Réputées pour leurs belles couleurs sombres irisées, les perles de Polynésie française se sont imposées tardivement mais sûrement sur la scène joaillière. Léa Sitbon, gemmologue et créatrice de bijoux, évoque cette gemme organique qui lui est chère.
L’OFFICIEL HORLOGERIE & BIJOUTERIE : Qu’est-ce qui explique votre attachement à la perle de Tahiti ?

LEA SITBON : C’est une gemme magique. Parmi les perles c’est celle qui offre le plus large spectre de couleurs. On parle parfois de perle noire… à tort car la perle de Tahiti peut avoir de multiples nuances pastel ou plus foncées : roses, vertes, parfois même bleues ou rouges… Ces couleurs sont naturelles et varient selon l’origine du greffon introduit et selon l’élevage ou le lagon.

L’autre raison de mon attachement à cette gemme est liée à mon histoire familiale. Mes parents ont découvert Tahiti il y a 30 ans et en sont tombés amoureux. Ils y allaient chaque année. Et chaque fois ils me rapportaient une perle.

L’OHB : Comment définir une perle de Tahiti d’un point de vue gemmologique ?

L. SITBON : Comme toutes les perles, c’est une gemme d’origine organique, constituée principalement d’aragonite. La perle de Tahiti est produite par une huitre nommée Pinctada Margaritifera qui a des lèvres noires et en particulier par sa variété Cumingii.

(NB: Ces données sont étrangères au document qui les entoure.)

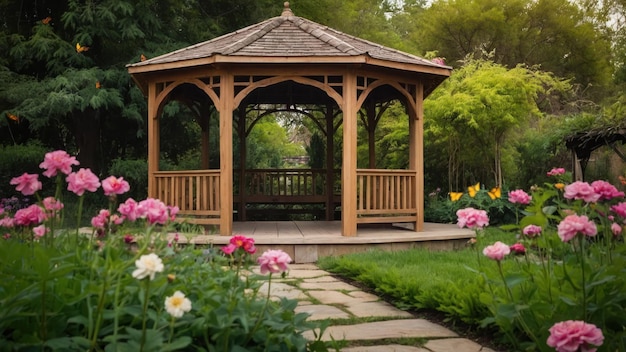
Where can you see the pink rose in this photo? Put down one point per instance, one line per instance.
(31, 215)
(497, 251)
(129, 209)
(518, 248)
(532, 230)
(57, 161)
(472, 218)
(606, 190)
(616, 229)
(556, 171)
(28, 184)
(575, 335)
(572, 225)
(274, 261)
(581, 190)
(113, 185)
(519, 197)
(81, 181)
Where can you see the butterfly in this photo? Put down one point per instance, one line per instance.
(80, 49)
(495, 192)
(473, 189)
(13, 117)
(454, 196)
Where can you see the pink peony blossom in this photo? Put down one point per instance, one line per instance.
(31, 215)
(274, 261)
(28, 184)
(229, 249)
(532, 230)
(472, 218)
(40, 231)
(113, 185)
(81, 181)
(518, 248)
(606, 190)
(581, 190)
(572, 225)
(129, 209)
(497, 251)
(556, 171)
(575, 335)
(153, 210)
(519, 197)
(57, 161)
(616, 229)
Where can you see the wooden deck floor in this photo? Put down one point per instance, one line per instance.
(306, 241)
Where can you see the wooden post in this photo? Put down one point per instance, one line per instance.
(348, 171)
(416, 153)
(153, 140)
(226, 154)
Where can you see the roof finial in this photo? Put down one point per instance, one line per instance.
(286, 11)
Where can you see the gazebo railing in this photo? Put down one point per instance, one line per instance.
(195, 192)
(386, 196)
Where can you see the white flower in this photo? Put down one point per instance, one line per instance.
(177, 304)
(148, 265)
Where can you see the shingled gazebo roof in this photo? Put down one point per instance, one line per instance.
(288, 39)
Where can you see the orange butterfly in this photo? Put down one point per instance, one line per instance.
(80, 49)
(472, 190)
(495, 192)
(13, 117)
(454, 196)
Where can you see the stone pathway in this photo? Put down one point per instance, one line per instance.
(325, 297)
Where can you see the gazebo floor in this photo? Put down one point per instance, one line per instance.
(306, 241)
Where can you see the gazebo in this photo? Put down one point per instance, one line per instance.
(289, 63)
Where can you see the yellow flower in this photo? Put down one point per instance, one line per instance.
(177, 304)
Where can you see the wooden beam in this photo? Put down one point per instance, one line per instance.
(348, 171)
(227, 94)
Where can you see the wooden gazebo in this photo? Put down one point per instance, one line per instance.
(289, 62)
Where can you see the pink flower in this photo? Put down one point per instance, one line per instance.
(572, 225)
(57, 161)
(81, 181)
(497, 251)
(31, 215)
(616, 229)
(153, 210)
(274, 261)
(519, 197)
(518, 248)
(40, 231)
(229, 249)
(575, 335)
(606, 190)
(532, 230)
(100, 221)
(556, 171)
(129, 209)
(28, 184)
(472, 218)
(581, 190)
(113, 185)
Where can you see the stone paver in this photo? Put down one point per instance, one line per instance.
(385, 330)
(321, 311)
(385, 348)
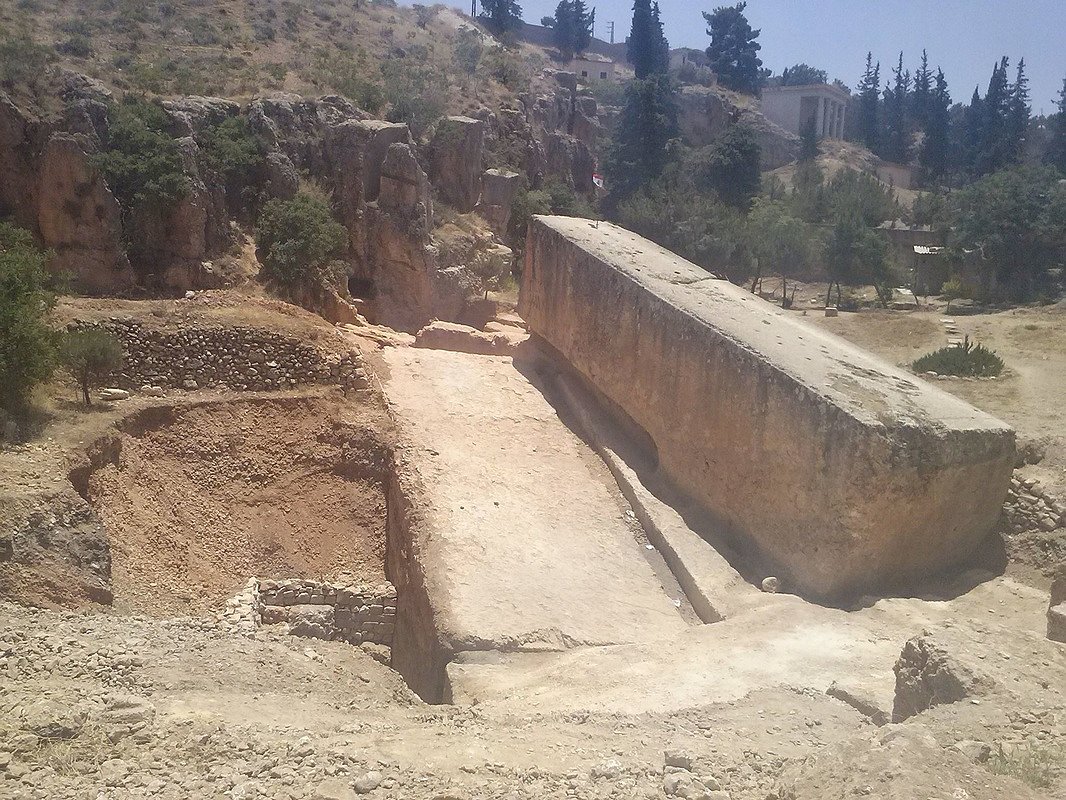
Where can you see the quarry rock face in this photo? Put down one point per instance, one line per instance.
(498, 190)
(455, 160)
(833, 469)
(80, 220)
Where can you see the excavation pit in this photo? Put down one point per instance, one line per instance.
(196, 498)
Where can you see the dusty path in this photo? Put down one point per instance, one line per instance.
(531, 546)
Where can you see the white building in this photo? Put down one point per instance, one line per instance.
(594, 66)
(792, 107)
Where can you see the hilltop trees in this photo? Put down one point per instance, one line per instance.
(1056, 148)
(572, 27)
(27, 342)
(935, 155)
(501, 16)
(869, 91)
(733, 50)
(647, 49)
(1016, 221)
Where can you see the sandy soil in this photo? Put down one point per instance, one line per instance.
(203, 498)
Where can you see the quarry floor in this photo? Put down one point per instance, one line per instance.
(578, 658)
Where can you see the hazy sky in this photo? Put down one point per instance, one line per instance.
(964, 36)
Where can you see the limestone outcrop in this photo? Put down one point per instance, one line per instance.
(455, 160)
(705, 114)
(822, 464)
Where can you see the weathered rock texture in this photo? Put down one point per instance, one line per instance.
(238, 357)
(836, 470)
(929, 674)
(340, 612)
(455, 156)
(1056, 608)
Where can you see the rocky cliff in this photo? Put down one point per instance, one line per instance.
(381, 180)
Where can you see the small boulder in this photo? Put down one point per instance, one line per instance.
(368, 783)
(926, 674)
(334, 789)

Vivant dans les lagons polynésiens dont les eaux sont riches en phytoplanctons et ont des températures constantes comprises entre 20 et 30°C, celle-ci produit des nacres généralement foncées mais avec de multiples nuances irisées.

Lorsque l’on décrit une perle de Tahiti, il faut indiquer sa forme, la qualité de sa surface selon une classification allant de A à D, sa taille et enfin sa couleur.

L’OHB : Quelle est l’histoire de la perle de Tahiti dans l’univers de la bijouterie-joaillerie occidentale ?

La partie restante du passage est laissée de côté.